Ukare garasuno tada ichiwa   

Negurae kaeru kawabatade   

Saono shizukuka nuretede awa   

Omoigakenaku teniiru hyakuryô   



Recitado en siete-cinco, este ritmo es familiar a todos los japoneses. Una noche fría, cuando se puede observar una luna brumosa, la luz de esta danza sobre las olas de la corriente... Real, y al tiempo irreal, este sentimiento de belleza estilizada es maravillosamente explotado en sewamono.


Existen otros ejemplos, tales como la obra Benten Kozô (Shiranami Gonin Otoko) ya mencionada, pero viendo la totalidad de sewamono además de su descripción de las vidas, costumbres y buenas maneras de las masas del distrito de Edo, hay muchas descripciones de lujuria y atrocidades sangrientas, y por debajo de todo están las pulsaciones de una filosofía nihilista, de hedonismo y de puntos de vista individualistas.


Esto es muy diferente a la situación que encontramos en el caso de los héroes de jôruri de comienzos del período Edo, quienes sacrificaban a parientes de sangre por el bien de sus obligaciones feudales o que cometían suicidio, con la esperanza de encontrar felicidad en el otro mundo ya que no podían enfrentar las contradicciones de este mundo.


Para una ilustración de esto podríamos tomar a Izayoi Seishin. Izayoi es una prostituta; Seishin es un monje de un templo. Seishin ha sido expulsado de su templo por haber trasgredido las reglas budistas al tener relaciones con Izayoi. Está a punto de arrojarse a un río cuando Izayoi, quien ha huido del prostíbulo, lo alcanza y le ofrece morir a su lado. Toman la decisión.


Hasta este punto la historia es la misma a la de los cuentos de Chikamatsu sobre el amor puro de una pareja. Pero a partir de este punto la historia se torna completamente diferente a las que Chikamatsu escribiera. Seishin puede nadar y por tanto chapotea en la superficie del río. Izayoi es llevada por la corriente hasta el bote de un pescador y es rescatada. Aunque deseaban morir juntos siguen con vida. Seishin salta una y otra vez al río pero no logra morir. Durante este tiempo pasan por el río algunos "botes de placer" y hasta Seishin llegan los sonidos de los shamisén de las geishas, de los cantos nagauta y de los felices invitados quienes disfrutan la velada, y Seishin cambia de parecer. Decide que ya que la vida es corta lo mejor es tener dinero y disfrutar, un pensamiento muy terrenal que lo conduce a asesinar a un tendero que pasaba por el lugar con el fin de robarlo y luego desaparecer en las penumbras de la noche.

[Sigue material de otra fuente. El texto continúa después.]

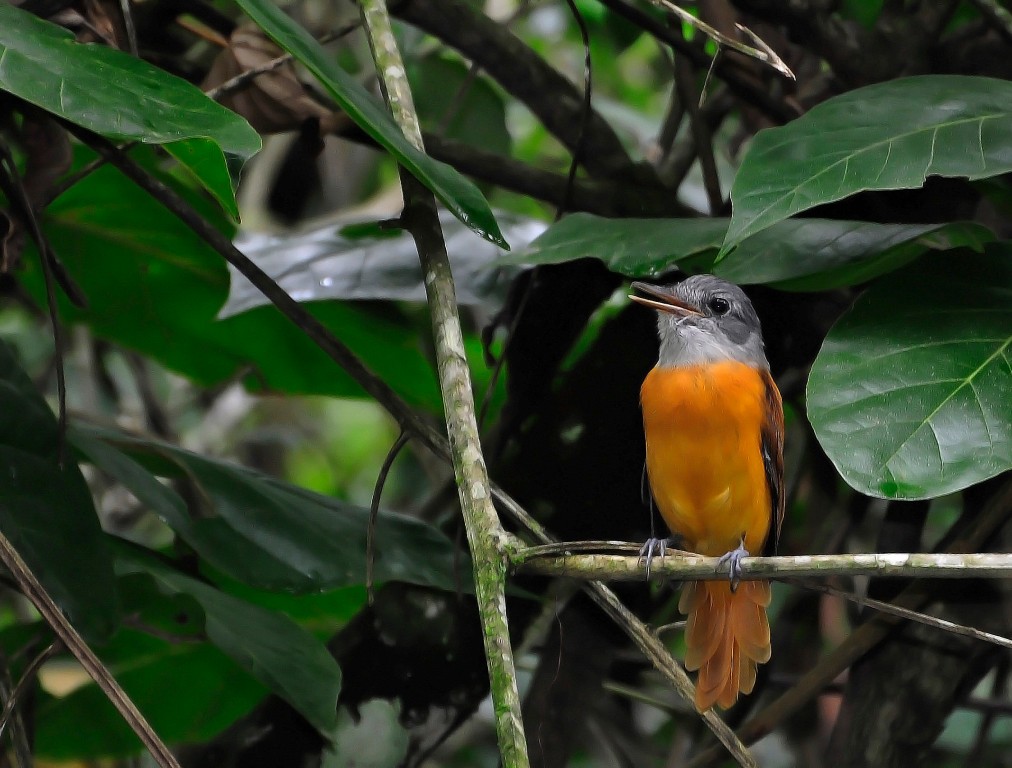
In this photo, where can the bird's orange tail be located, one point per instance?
(726, 636)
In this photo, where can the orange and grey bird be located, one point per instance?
(713, 424)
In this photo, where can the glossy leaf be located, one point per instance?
(267, 645)
(188, 692)
(888, 136)
(267, 533)
(361, 262)
(46, 508)
(803, 254)
(457, 193)
(119, 96)
(910, 395)
(135, 260)
(206, 164)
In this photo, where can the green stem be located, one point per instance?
(488, 540)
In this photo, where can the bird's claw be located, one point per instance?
(653, 547)
(734, 562)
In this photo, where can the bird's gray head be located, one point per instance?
(704, 319)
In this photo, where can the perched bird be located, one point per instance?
(713, 424)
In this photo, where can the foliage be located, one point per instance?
(206, 579)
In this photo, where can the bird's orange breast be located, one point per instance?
(702, 425)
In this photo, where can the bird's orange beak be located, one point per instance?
(661, 300)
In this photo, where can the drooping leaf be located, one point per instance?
(188, 692)
(265, 532)
(910, 395)
(367, 263)
(135, 262)
(206, 164)
(457, 193)
(803, 254)
(451, 100)
(267, 645)
(47, 511)
(888, 136)
(119, 96)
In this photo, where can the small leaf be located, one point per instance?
(457, 193)
(910, 394)
(269, 646)
(267, 533)
(888, 136)
(117, 95)
(47, 511)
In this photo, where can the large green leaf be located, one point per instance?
(187, 691)
(267, 645)
(154, 285)
(911, 396)
(46, 508)
(265, 532)
(803, 254)
(457, 193)
(889, 136)
(121, 97)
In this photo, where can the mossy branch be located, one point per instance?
(545, 562)
(486, 537)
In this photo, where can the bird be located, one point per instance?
(713, 426)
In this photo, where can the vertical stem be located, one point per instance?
(486, 536)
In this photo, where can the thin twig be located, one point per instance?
(867, 635)
(384, 395)
(247, 76)
(34, 591)
(370, 530)
(896, 610)
(131, 29)
(26, 679)
(763, 53)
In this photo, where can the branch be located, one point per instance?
(486, 537)
(762, 53)
(385, 396)
(527, 77)
(35, 592)
(994, 514)
(696, 567)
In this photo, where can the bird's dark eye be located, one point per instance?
(719, 306)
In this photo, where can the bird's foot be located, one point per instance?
(734, 562)
(653, 547)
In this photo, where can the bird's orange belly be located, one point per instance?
(703, 454)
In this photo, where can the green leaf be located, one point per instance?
(188, 692)
(118, 96)
(135, 261)
(457, 193)
(803, 254)
(265, 532)
(889, 136)
(46, 508)
(204, 162)
(634, 247)
(354, 263)
(269, 646)
(910, 394)
(820, 254)
(453, 102)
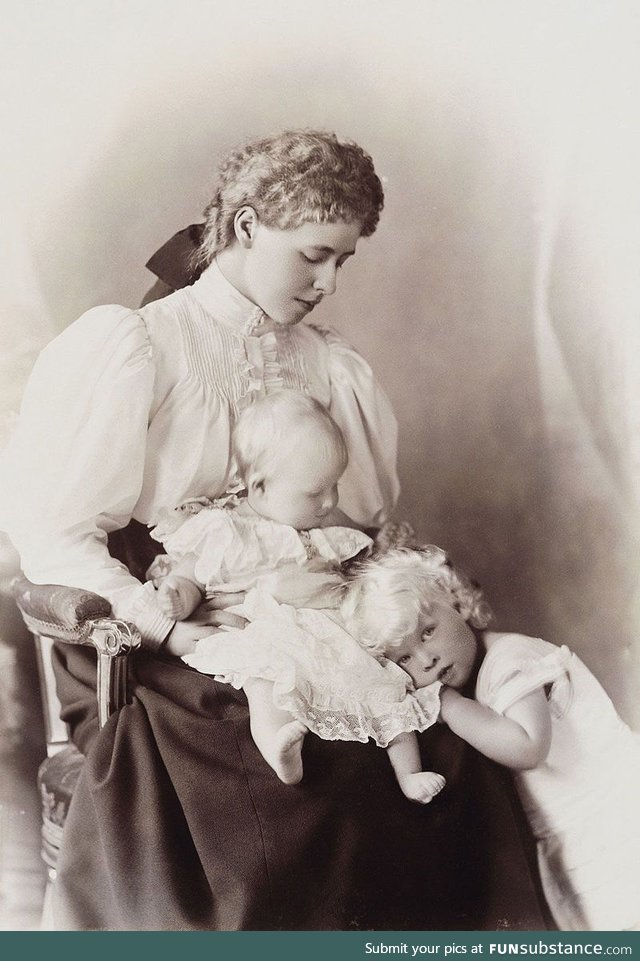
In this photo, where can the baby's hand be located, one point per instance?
(421, 787)
(178, 597)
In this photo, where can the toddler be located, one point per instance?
(300, 669)
(538, 710)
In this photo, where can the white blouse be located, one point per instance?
(129, 412)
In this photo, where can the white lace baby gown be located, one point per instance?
(320, 674)
(582, 801)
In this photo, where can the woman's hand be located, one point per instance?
(207, 617)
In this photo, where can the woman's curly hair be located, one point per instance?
(389, 592)
(292, 178)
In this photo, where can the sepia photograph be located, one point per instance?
(320, 466)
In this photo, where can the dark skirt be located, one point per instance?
(177, 823)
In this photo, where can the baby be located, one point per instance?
(279, 541)
(537, 710)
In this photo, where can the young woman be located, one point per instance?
(177, 821)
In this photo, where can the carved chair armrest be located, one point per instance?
(76, 616)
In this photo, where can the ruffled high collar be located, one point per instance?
(221, 299)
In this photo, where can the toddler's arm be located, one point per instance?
(416, 784)
(180, 593)
(301, 588)
(520, 739)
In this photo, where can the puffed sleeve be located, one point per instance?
(516, 666)
(369, 487)
(73, 469)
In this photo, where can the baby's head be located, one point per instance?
(290, 455)
(414, 608)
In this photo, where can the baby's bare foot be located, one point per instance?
(178, 597)
(422, 787)
(286, 755)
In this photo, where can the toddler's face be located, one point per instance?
(302, 492)
(442, 648)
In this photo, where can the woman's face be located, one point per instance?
(288, 272)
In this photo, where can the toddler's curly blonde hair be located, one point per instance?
(387, 594)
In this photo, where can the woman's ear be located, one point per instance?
(244, 226)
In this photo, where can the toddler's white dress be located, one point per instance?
(582, 801)
(320, 674)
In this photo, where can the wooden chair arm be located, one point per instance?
(53, 612)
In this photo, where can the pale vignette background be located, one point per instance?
(499, 301)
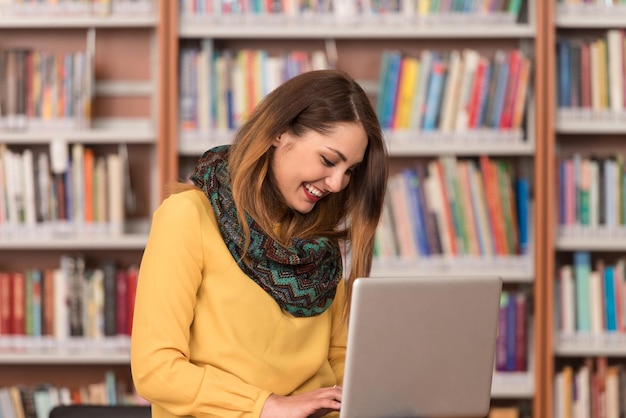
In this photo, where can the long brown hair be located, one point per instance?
(315, 100)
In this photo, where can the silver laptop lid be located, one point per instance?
(421, 347)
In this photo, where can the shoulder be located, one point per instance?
(187, 205)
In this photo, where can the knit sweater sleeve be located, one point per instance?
(169, 279)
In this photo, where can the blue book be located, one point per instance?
(511, 314)
(482, 103)
(433, 94)
(522, 197)
(582, 270)
(417, 211)
(564, 67)
(394, 60)
(501, 80)
(609, 298)
(382, 77)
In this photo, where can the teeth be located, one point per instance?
(313, 190)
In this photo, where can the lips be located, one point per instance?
(310, 196)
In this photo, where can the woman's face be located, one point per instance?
(308, 168)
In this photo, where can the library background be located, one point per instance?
(503, 120)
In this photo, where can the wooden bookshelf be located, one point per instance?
(571, 130)
(358, 49)
(136, 89)
(129, 111)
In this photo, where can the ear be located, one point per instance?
(280, 139)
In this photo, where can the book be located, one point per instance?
(406, 91)
(433, 94)
(582, 270)
(450, 100)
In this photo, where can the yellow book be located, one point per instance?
(423, 7)
(406, 92)
(503, 412)
(603, 74)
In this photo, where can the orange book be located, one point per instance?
(48, 302)
(492, 195)
(88, 186)
(515, 65)
(522, 93)
(6, 304)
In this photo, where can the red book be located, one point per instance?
(6, 304)
(18, 288)
(48, 302)
(480, 83)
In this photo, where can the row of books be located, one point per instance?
(592, 72)
(42, 89)
(592, 390)
(219, 89)
(71, 190)
(36, 401)
(456, 91)
(590, 297)
(455, 207)
(591, 6)
(72, 300)
(512, 340)
(340, 9)
(591, 191)
(11, 8)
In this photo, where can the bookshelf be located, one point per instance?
(356, 45)
(125, 44)
(585, 242)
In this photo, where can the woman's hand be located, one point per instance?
(314, 404)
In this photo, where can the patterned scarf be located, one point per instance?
(302, 278)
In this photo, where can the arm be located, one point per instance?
(169, 278)
(339, 335)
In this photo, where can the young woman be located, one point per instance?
(242, 306)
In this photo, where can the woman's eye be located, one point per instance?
(327, 162)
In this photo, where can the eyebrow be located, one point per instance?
(339, 153)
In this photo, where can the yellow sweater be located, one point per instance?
(207, 340)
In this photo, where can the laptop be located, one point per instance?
(421, 347)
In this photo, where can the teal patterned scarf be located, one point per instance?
(301, 278)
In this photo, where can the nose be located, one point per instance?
(336, 181)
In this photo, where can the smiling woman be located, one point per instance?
(235, 316)
(308, 168)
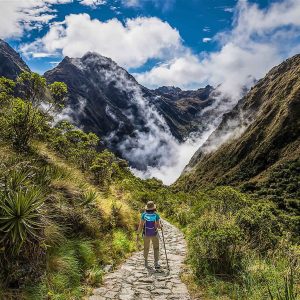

Mucho más tarde, en las montañas Hakone se reencuentra con Izayoi, quien se ha convertido en la esposa de un temible ladrón y juntos intentan extorsionarlo. Luego, cuando descubren que un joven que han asesinado es el hermano menor de Izayoi, los dos deciden de nuevo suicidarse. Pero a diferencia de Ohatsu y Tokubei de Sonezaki Shinjû (Doble Suicidio en Sonezaki) de Chikamatsu, quienes buscaban respiro y felicidad en el otro mundo, Izayoi y Seishin solo buscaban saldar las cuentas por su hedonismo y degeneración.


Las obras kizewamono describen de esta forma diferentes aspectos de la vida de las masas, al tiempo que retratan con belleza estilística la desesperada situación que surge cuando se siguen ciegamente los instintos.